Our first hyacinth of this season, warming in a window

I’m water-forcing the first hyacinth of spring, even though it’s going to drop below zero degrees this weekend. No matter, because there are only 36 days until spring. Mother Earth knows how to handle this.

It’s in a bright, warm window, and in a few weeks, its pretty face will peek out, and its beautiful fragrance will fill the room. We have a fridge full of hyacinth and tulip bulbs that have been chilling since September. Time to get to work.

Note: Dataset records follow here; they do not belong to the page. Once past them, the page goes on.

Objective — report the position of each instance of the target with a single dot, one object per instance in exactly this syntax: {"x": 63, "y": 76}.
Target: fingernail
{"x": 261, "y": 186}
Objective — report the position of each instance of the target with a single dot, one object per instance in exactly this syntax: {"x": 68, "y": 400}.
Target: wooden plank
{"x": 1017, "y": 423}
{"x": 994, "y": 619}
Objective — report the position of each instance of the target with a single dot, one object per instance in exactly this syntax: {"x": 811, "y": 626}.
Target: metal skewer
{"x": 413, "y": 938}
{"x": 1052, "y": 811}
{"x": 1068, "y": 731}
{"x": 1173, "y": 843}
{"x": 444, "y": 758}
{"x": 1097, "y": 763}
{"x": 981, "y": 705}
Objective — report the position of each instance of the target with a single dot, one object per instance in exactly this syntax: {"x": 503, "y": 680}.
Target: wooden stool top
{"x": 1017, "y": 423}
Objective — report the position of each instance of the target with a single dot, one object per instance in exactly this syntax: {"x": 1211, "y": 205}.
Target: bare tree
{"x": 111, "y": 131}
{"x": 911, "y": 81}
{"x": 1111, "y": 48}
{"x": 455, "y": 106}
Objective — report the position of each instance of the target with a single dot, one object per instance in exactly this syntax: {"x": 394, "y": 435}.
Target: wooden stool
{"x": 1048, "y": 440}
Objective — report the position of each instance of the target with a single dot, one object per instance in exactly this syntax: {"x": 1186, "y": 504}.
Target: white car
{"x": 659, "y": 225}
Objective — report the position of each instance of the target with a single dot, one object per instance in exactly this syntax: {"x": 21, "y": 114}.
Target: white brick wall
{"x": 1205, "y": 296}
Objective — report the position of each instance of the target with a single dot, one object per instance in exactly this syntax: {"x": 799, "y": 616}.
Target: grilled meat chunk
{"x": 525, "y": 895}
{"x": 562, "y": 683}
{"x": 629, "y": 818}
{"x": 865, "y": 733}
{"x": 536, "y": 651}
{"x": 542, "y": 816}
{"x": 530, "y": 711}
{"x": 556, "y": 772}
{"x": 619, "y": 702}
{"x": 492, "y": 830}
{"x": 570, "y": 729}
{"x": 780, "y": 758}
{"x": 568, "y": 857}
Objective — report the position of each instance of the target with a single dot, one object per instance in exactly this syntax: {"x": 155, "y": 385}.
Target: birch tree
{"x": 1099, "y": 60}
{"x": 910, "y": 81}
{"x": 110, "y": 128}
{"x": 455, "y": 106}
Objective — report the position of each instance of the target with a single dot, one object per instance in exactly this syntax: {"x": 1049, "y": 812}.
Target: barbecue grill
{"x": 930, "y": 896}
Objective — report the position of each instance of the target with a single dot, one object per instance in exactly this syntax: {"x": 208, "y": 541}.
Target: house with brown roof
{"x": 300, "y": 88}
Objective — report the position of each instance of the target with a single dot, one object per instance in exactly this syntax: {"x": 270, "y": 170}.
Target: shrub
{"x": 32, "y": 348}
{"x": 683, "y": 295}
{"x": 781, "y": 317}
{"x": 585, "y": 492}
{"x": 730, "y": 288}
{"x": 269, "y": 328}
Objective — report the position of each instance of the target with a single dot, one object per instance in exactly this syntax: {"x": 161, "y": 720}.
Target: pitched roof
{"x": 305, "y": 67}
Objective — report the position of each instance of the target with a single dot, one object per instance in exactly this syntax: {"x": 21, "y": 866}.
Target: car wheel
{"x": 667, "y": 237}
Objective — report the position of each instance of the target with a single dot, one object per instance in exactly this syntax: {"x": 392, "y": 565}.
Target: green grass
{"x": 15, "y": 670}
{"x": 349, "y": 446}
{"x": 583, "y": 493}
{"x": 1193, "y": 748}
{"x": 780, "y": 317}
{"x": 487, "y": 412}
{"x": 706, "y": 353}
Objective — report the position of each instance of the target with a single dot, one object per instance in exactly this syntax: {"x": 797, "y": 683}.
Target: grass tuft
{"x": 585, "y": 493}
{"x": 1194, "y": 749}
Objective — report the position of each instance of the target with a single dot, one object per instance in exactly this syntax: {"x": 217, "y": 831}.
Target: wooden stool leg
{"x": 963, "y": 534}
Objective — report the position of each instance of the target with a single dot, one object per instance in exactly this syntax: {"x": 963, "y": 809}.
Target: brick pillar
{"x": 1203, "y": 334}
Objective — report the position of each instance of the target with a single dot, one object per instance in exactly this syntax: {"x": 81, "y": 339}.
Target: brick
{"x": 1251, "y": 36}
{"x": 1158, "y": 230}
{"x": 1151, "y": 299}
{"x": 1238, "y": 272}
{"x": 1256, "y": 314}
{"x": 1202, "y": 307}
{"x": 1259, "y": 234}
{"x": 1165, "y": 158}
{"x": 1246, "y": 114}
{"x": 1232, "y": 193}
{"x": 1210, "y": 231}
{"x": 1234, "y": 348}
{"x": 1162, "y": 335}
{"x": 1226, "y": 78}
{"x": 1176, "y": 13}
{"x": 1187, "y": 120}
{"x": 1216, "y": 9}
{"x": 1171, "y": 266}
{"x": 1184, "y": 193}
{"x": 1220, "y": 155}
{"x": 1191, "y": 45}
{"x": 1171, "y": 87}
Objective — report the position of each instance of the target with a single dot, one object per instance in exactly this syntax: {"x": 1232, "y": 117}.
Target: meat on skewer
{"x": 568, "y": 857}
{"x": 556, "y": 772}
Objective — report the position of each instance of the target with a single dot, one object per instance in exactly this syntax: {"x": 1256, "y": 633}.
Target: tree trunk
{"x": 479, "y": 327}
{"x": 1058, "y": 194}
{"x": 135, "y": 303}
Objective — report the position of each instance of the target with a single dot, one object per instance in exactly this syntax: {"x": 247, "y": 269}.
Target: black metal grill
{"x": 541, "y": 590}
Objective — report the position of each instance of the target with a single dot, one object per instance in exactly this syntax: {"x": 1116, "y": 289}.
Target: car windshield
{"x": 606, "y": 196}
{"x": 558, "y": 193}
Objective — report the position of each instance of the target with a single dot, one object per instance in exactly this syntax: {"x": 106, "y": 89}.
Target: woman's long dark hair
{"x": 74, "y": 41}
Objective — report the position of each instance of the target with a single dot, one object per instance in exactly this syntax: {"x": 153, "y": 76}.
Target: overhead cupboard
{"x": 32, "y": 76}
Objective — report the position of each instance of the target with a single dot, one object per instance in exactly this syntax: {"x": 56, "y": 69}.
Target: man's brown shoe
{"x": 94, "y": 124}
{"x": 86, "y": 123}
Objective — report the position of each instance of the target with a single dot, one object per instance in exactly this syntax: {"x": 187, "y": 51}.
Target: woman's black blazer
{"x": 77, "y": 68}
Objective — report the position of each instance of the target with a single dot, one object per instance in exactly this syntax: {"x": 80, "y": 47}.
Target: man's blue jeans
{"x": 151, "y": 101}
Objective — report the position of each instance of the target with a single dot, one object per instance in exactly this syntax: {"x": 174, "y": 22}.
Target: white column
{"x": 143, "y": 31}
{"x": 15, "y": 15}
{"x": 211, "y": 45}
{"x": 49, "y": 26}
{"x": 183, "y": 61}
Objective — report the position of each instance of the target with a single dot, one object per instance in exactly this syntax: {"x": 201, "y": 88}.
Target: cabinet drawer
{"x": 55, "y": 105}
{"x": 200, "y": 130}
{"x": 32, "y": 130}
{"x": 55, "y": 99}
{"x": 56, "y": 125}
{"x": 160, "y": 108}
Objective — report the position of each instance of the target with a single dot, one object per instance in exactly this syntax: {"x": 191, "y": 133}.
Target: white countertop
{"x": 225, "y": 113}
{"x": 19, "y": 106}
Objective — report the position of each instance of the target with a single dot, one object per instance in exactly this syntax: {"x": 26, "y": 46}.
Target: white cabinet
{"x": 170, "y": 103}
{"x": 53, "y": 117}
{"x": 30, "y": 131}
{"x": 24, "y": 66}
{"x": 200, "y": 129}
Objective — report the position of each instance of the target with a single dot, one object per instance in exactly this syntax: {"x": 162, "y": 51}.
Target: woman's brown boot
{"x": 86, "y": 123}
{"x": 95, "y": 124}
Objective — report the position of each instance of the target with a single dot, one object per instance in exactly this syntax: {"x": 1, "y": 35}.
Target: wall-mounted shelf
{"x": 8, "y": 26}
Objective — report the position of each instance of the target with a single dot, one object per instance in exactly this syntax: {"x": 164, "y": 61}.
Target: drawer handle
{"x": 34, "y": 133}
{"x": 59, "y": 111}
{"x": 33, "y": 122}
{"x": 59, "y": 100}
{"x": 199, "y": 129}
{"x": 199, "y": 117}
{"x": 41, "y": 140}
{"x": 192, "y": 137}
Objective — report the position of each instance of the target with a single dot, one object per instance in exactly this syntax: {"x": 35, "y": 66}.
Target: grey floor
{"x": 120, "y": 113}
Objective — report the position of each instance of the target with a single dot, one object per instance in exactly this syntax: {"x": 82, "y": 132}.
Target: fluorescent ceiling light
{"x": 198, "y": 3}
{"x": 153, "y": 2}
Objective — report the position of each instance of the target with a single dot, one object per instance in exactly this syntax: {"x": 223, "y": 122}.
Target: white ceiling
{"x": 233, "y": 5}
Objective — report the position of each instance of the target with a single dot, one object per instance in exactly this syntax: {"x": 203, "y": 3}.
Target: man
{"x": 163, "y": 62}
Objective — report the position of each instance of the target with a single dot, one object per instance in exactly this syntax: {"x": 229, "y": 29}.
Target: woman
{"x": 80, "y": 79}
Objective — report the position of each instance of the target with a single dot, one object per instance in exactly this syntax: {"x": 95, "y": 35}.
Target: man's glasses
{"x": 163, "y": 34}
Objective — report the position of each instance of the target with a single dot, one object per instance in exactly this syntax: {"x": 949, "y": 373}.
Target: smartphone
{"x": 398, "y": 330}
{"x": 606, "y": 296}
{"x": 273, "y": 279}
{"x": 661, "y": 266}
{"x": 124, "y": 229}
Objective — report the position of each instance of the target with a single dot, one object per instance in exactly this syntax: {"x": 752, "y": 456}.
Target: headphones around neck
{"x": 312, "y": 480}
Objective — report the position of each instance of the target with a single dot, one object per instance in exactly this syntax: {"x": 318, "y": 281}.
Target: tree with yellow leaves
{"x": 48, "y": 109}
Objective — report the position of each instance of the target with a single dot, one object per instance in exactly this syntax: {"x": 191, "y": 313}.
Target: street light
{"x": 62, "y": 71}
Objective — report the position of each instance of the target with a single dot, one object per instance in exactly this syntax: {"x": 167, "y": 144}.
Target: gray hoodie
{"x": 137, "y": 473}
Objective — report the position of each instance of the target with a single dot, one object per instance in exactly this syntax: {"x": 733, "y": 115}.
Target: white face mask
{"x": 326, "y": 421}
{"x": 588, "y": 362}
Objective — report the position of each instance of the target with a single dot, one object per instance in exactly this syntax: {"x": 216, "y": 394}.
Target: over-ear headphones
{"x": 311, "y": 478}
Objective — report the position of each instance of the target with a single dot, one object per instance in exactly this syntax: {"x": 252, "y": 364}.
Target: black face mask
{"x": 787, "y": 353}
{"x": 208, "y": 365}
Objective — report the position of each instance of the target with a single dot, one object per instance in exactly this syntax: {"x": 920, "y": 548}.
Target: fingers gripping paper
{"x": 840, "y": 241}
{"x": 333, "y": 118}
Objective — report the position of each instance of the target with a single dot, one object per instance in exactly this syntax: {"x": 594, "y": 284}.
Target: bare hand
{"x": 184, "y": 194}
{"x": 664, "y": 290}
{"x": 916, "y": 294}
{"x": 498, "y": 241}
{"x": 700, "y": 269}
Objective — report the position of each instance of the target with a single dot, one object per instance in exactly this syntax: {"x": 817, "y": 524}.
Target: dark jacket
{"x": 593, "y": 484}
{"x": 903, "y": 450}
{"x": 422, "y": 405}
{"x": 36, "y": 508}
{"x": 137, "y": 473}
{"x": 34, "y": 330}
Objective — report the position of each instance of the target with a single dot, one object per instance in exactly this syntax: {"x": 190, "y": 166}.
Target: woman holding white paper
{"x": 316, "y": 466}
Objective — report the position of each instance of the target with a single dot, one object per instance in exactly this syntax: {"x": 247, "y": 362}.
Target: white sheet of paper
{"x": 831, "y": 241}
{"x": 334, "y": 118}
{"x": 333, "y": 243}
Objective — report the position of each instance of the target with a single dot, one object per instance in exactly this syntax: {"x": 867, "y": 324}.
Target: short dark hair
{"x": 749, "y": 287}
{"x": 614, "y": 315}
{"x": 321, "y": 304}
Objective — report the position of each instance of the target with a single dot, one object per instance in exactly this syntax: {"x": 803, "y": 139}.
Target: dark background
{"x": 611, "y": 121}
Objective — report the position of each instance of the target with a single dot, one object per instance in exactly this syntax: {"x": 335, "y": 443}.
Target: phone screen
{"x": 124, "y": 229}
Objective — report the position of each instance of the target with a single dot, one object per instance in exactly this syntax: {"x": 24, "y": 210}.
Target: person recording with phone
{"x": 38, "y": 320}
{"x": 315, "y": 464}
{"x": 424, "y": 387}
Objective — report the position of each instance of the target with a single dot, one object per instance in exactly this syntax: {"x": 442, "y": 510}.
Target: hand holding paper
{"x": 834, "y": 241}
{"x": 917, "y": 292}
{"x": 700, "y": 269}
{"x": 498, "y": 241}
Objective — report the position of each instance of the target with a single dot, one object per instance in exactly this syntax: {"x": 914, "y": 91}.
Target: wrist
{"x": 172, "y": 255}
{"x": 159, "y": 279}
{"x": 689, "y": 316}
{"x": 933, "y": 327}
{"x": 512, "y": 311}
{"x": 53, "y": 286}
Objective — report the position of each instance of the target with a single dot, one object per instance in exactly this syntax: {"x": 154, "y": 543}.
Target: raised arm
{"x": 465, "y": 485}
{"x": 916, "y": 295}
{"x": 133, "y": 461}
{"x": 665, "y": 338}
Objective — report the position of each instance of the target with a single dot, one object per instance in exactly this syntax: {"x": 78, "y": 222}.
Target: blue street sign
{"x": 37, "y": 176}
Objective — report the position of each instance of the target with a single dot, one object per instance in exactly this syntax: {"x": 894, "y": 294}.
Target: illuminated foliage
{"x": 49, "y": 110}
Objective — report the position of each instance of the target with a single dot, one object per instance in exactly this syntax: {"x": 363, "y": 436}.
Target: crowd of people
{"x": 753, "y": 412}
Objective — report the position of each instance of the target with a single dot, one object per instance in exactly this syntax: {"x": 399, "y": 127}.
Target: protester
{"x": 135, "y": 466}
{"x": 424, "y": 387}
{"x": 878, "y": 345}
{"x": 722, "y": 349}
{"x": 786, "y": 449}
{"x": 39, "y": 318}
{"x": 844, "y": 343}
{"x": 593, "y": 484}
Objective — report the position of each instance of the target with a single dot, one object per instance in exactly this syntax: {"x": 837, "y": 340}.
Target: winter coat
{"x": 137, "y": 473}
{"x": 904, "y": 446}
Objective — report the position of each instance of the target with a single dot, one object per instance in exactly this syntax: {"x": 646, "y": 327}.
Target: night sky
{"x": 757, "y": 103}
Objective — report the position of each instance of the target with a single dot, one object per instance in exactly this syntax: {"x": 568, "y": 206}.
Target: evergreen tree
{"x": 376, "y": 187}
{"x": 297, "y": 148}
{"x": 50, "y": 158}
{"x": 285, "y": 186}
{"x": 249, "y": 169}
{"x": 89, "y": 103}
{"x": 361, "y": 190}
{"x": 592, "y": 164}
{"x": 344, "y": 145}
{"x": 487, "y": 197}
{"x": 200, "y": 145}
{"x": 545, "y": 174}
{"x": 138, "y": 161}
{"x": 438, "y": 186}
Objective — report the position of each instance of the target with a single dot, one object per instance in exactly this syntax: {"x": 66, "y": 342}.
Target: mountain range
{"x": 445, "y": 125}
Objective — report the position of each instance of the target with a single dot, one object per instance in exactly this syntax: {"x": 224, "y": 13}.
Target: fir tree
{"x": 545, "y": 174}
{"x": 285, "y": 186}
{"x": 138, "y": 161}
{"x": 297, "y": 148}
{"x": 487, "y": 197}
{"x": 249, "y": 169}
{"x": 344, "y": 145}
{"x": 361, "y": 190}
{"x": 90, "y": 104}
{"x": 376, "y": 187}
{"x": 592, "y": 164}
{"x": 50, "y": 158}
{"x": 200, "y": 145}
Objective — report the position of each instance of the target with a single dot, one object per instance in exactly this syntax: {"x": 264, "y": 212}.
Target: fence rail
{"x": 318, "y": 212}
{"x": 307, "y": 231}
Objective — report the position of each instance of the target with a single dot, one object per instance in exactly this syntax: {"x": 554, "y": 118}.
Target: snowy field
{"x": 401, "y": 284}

I just found a great YouTube channel called Wu De, the channel for Global Tea Hut. This is all about choosing, brewing, and serving tea, in all its gorgeous Asian ritual, enjoying the amazing fragrances and tastes of all the teas the Earth gives us, and experiencing spiritual transformation through serving and sharing tea.

I grew up in another culture of tea. My Irish grandmother, Mearog, would serve tea each day between 3:30 and 4 p.m. Everyone, except my father, who was working, would gather at the table. To an extra-large, brown, clay pot (called a ‘Brown Betty’) she would add loose, black tea leaves (a fistful - she didn’t bother with measurement), pour boiling water over, and steep for several minutes.

It was strong, black, Irish tea, designed to warm and dry the body’s dosha. We all took our tea sweet, with lots of cream. This ritual lasted no more than 15 minutes each day, but it shaped our lives. To this day, my brothers and I drink the same tea, sweet and rich, whenever we get together. My mother and I always share tea during our visits.

I drink my Irish grandmother’s tea every day. But since my childhood, I’ve developed a taste for a very wide variety of other, mostly Asian and Indian teas – konpello, matcha, doodh patti, twig, pu-erh, Tibetan butter tea, masala chai, rooibos, and Taiwan pearl milk.

I’ve collected far too many teapots, chawan, Matcha whisks, mugs, infusers, spoons, and porcelain. While I was in Hong Kong, I found a gorgeous tea kettle for water boiling. It was made by someone who cared about his craft, and to last many lifetimes. We use it each day.

Tea is filled with spirit, geometry, tradition, art, and wisdom. It has a line of energy that connects itself to the drinker. It offers us love and wisdom. It brings balance.

A good cup of tea is the combined effort of a lot of mastery –tea cultivators, potters, brewers, and servers. Pot is the father; water is the mother. A patient, beautiful, flowing stream of water fills your cup, and the tea warms your spirit. Draw the water, lay the coals, boil the water, rinse the bowls, steep the tea.